The other night Bebe decided to make a "cat cave" out of a paper bag. Safe and snug, content and tranquil, she hid inside her protective sack. After a few minutes, however, she had her fix and hopped out of the sack and onto the bed with her two humans and the Fox Terrier. All of us need to be like a cat in a bag from time to time. We need a place to escape and hide out. Yet, after a respite, we too need to come out of the dark caverns and rejoin life. While it is comfortable to stay small, cozy and unnoticed, within us is a drive to express, connect and shine.
For the past few weeks before my morning meditation, I've been reading a selection from Adyashanti's Resurrecting Jesus: Embodying the Spirit of a Revolutionary Mystic. This morning's selection (p. 159):
We turn away from the light and into the darkness, because sometimes the light is hard to bear. It's a myth that the light of being is always easy to bear; sometimes the radiance of the divine asks us to do difficult things. To remain oriented toward the spark of divinity within us is not always easy, and to act from that space can take great courage and faith...Do we embody the radiance of spirit, or is it simply a passing experience? The whole Jesus story is the story of embodied spirit, of what it means and what it looks like to embody and act from divine being.
To embody and act from divine BEING. Wow! What a life that would be. It would shift the energy with which we do everything. It would mean pausing throughout the day to ask:
- Am I acting from a place of openness, centeredness and compassion?
- Am I emanating that essence of my divine spark, no matter how menial the task?
- Am I consciously choosing to be the presence of Christ/Buddha/My Best Self as I interact with people today?
For most of us shining this brightly is a terrifying prospect.
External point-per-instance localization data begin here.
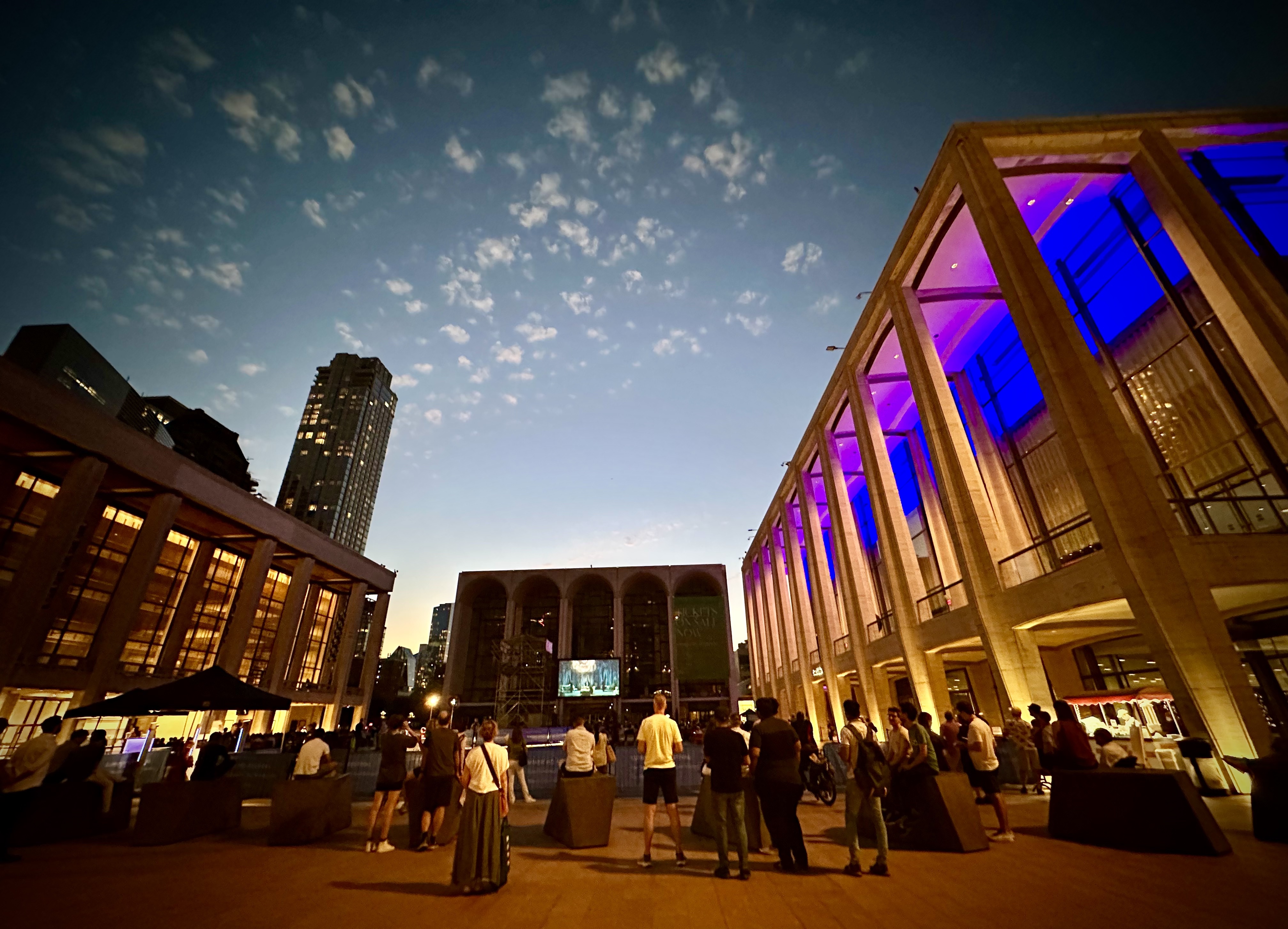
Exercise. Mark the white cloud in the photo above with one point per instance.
(571, 87)
(338, 143)
(496, 252)
(512, 355)
(801, 257)
(313, 210)
(663, 65)
(464, 162)
(456, 334)
(226, 275)
(536, 333)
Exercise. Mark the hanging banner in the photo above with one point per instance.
(701, 640)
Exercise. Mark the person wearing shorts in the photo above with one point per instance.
(659, 740)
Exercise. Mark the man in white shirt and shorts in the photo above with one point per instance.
(659, 740)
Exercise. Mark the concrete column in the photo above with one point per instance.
(1245, 294)
(801, 618)
(1126, 503)
(232, 646)
(194, 587)
(825, 610)
(974, 533)
(372, 656)
(344, 659)
(1013, 531)
(897, 552)
(289, 627)
(50, 549)
(133, 584)
(852, 567)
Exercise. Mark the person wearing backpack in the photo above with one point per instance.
(867, 783)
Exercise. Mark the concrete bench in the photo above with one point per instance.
(704, 823)
(1134, 810)
(310, 810)
(71, 811)
(173, 812)
(581, 811)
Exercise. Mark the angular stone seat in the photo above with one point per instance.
(173, 812)
(581, 811)
(1138, 810)
(310, 810)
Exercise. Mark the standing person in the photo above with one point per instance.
(776, 766)
(389, 781)
(726, 752)
(479, 864)
(1022, 734)
(438, 770)
(1072, 747)
(517, 750)
(863, 789)
(24, 775)
(579, 750)
(983, 757)
(659, 740)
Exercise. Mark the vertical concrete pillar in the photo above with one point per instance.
(974, 533)
(803, 618)
(853, 583)
(288, 628)
(1137, 529)
(825, 610)
(50, 549)
(1245, 294)
(133, 584)
(232, 646)
(906, 584)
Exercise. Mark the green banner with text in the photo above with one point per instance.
(701, 640)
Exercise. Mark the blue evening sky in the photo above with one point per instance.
(601, 245)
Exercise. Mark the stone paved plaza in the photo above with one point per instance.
(236, 880)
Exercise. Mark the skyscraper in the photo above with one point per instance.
(334, 472)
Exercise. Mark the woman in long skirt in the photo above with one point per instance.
(477, 866)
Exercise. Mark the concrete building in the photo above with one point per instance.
(124, 564)
(669, 627)
(334, 473)
(1052, 461)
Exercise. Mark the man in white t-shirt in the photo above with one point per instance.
(659, 740)
(579, 750)
(983, 757)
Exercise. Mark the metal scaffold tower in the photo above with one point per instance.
(522, 680)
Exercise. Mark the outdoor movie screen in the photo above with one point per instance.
(589, 678)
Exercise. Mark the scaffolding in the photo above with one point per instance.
(524, 669)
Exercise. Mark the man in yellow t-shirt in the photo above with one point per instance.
(659, 740)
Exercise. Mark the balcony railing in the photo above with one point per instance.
(941, 601)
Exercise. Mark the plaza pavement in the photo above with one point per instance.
(235, 880)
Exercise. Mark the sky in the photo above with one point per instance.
(602, 247)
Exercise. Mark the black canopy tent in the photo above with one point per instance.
(211, 690)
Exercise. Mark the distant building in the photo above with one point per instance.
(334, 471)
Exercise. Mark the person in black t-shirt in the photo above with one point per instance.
(776, 754)
(727, 754)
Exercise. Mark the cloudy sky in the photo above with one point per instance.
(602, 245)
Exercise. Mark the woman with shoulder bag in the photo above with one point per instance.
(482, 863)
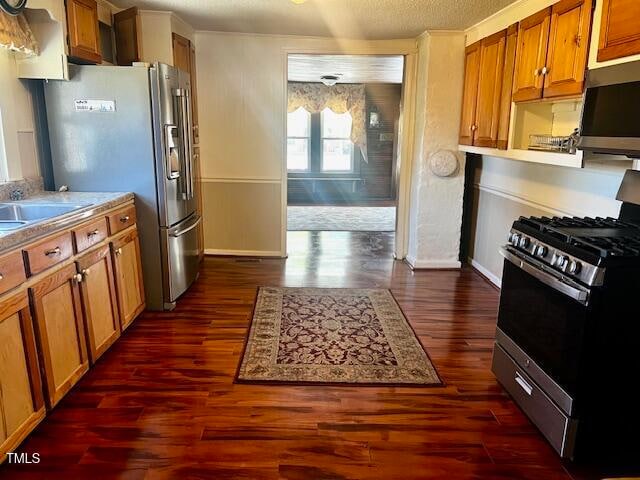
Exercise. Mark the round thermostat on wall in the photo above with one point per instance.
(443, 163)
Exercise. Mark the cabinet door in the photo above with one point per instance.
(99, 301)
(128, 273)
(504, 121)
(470, 94)
(83, 30)
(21, 403)
(619, 29)
(194, 96)
(125, 26)
(568, 48)
(489, 89)
(60, 331)
(531, 56)
(181, 53)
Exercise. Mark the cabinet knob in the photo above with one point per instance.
(53, 252)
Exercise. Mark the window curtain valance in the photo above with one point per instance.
(340, 98)
(16, 35)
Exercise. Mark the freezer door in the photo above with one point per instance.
(181, 246)
(175, 173)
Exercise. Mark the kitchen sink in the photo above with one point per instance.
(6, 225)
(16, 215)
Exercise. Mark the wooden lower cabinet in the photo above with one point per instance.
(21, 403)
(99, 301)
(60, 331)
(128, 274)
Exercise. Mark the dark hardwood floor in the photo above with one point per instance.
(161, 404)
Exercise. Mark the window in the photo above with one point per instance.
(298, 140)
(337, 148)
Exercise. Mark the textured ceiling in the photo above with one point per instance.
(368, 19)
(351, 68)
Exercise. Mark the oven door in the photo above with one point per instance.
(546, 315)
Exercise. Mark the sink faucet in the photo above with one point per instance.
(17, 194)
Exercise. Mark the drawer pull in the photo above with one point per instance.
(53, 252)
(524, 384)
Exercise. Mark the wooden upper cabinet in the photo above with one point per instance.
(470, 94)
(125, 26)
(619, 30)
(568, 48)
(489, 90)
(504, 120)
(60, 331)
(83, 30)
(21, 402)
(531, 56)
(181, 53)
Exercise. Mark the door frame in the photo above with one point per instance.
(405, 144)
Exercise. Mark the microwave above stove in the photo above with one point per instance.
(610, 114)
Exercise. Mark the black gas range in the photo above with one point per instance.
(568, 332)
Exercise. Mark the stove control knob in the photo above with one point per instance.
(575, 267)
(562, 262)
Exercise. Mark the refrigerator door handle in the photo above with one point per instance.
(179, 233)
(172, 152)
(189, 140)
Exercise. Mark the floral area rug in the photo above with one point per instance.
(319, 335)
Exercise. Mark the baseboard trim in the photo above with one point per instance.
(242, 253)
(494, 279)
(416, 264)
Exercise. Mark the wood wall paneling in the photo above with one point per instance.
(619, 29)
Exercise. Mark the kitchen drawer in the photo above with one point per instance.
(122, 219)
(90, 234)
(558, 428)
(12, 271)
(46, 254)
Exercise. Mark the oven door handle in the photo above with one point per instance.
(548, 279)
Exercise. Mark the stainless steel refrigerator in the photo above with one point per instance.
(119, 129)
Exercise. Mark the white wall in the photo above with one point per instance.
(242, 110)
(18, 154)
(436, 203)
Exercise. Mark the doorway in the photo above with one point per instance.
(343, 126)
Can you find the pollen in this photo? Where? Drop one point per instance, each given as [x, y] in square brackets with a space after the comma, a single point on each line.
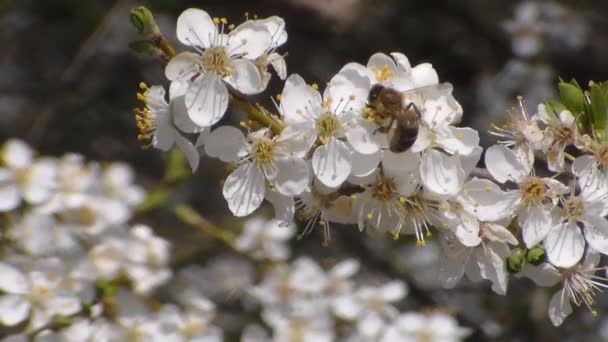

Would people think we are crazy? Would we be on a different wavelength than our loved ones and coworkers and feel isolated? Would we have to change long-cherished patterns and behaviors?
We usually just slink back into our paper bags.
But everyone once in a while, the divine spark turns into a flame, and we can no longer ignore it. Those critical moments change the trajectory of a lifetime if we decide to come out of our "cat caves".
Perhaps no one has said it better than Marianne Williamson in A Return to Love:
Our deepest fear is not that we are inadequate. Our deepest fear is that we are powerful beyond measure. It is our light, not our darkness that most frightens us. We ask ourselves, 'Who am I to be brilliant, gorgeous, talented, fabulous?' Actually, who are you not to be? You are a child of God. Your playing small does not serve the world. There is nothing enlightened about shrinking so that other people won't feel insecure around you. We are all meant to shine, as children do. We were born to make manifest the glory of God that is within us. It's not just in some of us; it's in everyone. And as we let our own light shine, we unconsciously give other people permission to do the same. As we are liberated from our own fear, our presence automatically liberates others.